Verifier Warnings Do Not Improve Comprehensibility Prediction
Nadeeshan De Silva, Martin Kellogg, Oscar Chaparro

TL;DR
This study investigates whether verifier warnings improve machine learning models' ability to predict code comprehensibility, finding that warnings do not significantly enhance performance.
Contribution
The paper empirically tests the utility of verifier warning counts as features in ML models for code comprehensibility prediction, showing limited benefit.
Findings
Verifier warning sum correlates with comprehensibility but offers limited predictive power.
Adding verifier warnings does not significantly improve ML model performance.
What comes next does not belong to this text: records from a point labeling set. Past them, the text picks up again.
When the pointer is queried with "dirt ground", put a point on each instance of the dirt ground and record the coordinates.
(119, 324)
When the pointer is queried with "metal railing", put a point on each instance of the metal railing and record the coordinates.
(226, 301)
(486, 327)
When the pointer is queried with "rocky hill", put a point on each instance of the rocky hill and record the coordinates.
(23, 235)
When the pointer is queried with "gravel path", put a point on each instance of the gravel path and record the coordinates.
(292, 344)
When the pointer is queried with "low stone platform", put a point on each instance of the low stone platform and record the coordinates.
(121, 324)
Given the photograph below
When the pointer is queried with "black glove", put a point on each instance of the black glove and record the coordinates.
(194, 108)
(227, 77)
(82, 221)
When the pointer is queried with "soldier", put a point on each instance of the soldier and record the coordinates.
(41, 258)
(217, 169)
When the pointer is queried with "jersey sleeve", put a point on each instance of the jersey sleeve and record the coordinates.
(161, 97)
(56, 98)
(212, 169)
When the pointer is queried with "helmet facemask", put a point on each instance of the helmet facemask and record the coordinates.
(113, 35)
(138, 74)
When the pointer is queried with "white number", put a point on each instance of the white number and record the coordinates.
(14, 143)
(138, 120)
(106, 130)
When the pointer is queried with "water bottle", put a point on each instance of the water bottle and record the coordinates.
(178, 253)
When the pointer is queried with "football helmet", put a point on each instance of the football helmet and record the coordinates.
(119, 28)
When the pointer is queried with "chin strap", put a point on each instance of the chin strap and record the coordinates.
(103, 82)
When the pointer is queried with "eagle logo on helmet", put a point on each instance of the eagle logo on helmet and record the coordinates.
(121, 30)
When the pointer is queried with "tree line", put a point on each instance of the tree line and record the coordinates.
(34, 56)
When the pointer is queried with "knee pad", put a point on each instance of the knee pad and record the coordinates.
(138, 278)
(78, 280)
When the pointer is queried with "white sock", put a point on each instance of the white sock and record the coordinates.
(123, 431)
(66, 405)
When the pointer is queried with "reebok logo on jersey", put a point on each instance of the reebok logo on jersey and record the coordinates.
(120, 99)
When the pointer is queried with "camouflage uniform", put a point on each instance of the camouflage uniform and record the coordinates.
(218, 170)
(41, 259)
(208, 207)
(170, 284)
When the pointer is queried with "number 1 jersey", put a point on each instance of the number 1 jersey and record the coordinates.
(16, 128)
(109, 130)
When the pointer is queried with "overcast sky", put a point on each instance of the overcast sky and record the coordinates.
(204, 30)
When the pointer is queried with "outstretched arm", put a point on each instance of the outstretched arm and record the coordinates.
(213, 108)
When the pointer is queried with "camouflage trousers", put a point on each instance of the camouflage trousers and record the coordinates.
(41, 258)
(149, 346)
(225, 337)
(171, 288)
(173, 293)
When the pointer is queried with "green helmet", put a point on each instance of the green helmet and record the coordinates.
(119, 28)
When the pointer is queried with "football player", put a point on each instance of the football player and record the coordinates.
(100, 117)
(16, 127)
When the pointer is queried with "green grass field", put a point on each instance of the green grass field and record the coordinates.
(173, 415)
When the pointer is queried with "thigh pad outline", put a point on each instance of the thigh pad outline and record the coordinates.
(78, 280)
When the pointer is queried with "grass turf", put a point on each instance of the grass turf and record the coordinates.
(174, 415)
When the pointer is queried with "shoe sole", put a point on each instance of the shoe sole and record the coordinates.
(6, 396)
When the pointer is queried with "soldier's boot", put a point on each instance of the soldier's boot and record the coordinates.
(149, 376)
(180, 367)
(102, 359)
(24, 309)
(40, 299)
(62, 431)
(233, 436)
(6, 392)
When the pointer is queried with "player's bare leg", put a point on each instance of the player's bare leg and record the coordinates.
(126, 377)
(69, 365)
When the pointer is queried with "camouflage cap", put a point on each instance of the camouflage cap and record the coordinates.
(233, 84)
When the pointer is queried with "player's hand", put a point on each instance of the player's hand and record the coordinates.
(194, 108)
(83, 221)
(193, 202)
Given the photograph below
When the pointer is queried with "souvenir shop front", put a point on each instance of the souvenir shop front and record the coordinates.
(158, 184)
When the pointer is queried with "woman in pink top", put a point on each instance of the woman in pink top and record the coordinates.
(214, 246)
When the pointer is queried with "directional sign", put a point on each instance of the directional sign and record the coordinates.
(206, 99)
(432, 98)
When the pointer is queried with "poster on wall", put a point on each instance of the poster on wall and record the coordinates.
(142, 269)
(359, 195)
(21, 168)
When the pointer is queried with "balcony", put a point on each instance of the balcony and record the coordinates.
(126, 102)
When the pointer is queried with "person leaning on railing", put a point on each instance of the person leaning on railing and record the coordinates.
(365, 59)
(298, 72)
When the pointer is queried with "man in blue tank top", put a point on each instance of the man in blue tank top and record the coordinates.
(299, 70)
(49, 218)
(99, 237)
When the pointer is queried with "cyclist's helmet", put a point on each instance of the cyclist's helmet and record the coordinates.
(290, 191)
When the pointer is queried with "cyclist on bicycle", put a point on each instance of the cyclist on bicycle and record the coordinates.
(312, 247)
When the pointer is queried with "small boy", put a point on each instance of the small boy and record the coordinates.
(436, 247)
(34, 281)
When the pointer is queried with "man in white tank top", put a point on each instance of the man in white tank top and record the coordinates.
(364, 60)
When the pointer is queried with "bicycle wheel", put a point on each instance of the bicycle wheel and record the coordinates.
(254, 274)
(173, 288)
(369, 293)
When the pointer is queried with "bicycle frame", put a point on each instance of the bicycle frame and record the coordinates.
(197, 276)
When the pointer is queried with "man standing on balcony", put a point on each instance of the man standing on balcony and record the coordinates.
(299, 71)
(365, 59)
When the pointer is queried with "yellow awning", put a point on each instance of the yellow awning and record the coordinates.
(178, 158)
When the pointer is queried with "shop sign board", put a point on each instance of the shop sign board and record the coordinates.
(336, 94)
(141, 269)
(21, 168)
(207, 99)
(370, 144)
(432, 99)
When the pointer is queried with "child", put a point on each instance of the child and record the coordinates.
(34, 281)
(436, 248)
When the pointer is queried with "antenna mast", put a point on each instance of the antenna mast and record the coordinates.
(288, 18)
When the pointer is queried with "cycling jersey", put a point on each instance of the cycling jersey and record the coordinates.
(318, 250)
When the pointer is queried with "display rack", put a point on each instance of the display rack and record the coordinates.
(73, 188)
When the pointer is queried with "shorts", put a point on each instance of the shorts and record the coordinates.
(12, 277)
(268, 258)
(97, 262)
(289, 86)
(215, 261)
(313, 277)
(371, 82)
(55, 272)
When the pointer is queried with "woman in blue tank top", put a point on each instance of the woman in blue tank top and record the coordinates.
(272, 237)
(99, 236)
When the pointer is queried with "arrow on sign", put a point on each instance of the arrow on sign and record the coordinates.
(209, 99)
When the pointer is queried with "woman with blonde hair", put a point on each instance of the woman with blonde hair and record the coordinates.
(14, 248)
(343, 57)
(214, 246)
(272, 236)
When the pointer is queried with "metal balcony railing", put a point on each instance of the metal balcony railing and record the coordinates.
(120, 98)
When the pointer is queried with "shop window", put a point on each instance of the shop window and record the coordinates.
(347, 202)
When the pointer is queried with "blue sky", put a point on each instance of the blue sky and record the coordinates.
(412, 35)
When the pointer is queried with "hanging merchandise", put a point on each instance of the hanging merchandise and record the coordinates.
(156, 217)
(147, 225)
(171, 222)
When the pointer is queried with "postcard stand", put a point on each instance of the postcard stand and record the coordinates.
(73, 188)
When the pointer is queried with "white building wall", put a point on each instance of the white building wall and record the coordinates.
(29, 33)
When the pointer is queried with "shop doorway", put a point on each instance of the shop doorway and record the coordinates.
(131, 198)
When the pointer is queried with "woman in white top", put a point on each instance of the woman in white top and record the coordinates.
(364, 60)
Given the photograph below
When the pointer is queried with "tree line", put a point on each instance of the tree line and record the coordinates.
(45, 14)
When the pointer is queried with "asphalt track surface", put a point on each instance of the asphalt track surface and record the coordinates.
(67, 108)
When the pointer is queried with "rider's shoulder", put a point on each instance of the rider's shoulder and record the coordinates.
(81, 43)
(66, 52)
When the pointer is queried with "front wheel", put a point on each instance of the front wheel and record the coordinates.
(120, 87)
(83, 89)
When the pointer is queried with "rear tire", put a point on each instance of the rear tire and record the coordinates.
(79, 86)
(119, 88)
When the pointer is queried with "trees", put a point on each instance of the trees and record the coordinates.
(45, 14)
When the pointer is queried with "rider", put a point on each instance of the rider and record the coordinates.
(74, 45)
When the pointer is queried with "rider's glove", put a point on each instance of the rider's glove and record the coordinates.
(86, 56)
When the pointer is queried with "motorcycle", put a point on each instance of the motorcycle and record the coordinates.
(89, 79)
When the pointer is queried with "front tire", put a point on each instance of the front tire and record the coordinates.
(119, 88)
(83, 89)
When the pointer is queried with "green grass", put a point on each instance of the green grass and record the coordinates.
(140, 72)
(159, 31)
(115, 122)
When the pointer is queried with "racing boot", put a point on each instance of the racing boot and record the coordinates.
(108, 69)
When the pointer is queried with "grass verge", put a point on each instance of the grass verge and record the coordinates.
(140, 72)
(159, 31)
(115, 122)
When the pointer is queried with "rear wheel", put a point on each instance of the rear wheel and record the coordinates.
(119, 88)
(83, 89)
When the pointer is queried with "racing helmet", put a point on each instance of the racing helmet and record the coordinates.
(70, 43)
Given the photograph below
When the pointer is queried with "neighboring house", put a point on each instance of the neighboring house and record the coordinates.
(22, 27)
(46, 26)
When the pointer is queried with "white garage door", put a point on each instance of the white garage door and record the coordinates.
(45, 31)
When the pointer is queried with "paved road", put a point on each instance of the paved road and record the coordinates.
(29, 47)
Syntactic and developer features alone are as effective as combined features including warnings.
Abstract
Proponents of software verification suggest that code simplicity is linked to the effort to verify code, hypothesizing that formal verifiers produce fewer false positive warnings and require less manual intervention when analyzing simpler code. A recent meta-analysis study found empirical support for this hypothesis: a small correlation between the sum of verifier warnings and human-derived code comprehensibility metrics. Based on this finding, we conjectured that using the sum of verifier tool (verifier) warnings to represent program semantic information as an input feature to machine learning (ML) models for code comprehensibility prediction can enhance their performance, when combined with traditional syntactic and developer features. To test this conjecture, we performed a control-treatment experiment incorporating the verifier warning sum feature into machine learning models from…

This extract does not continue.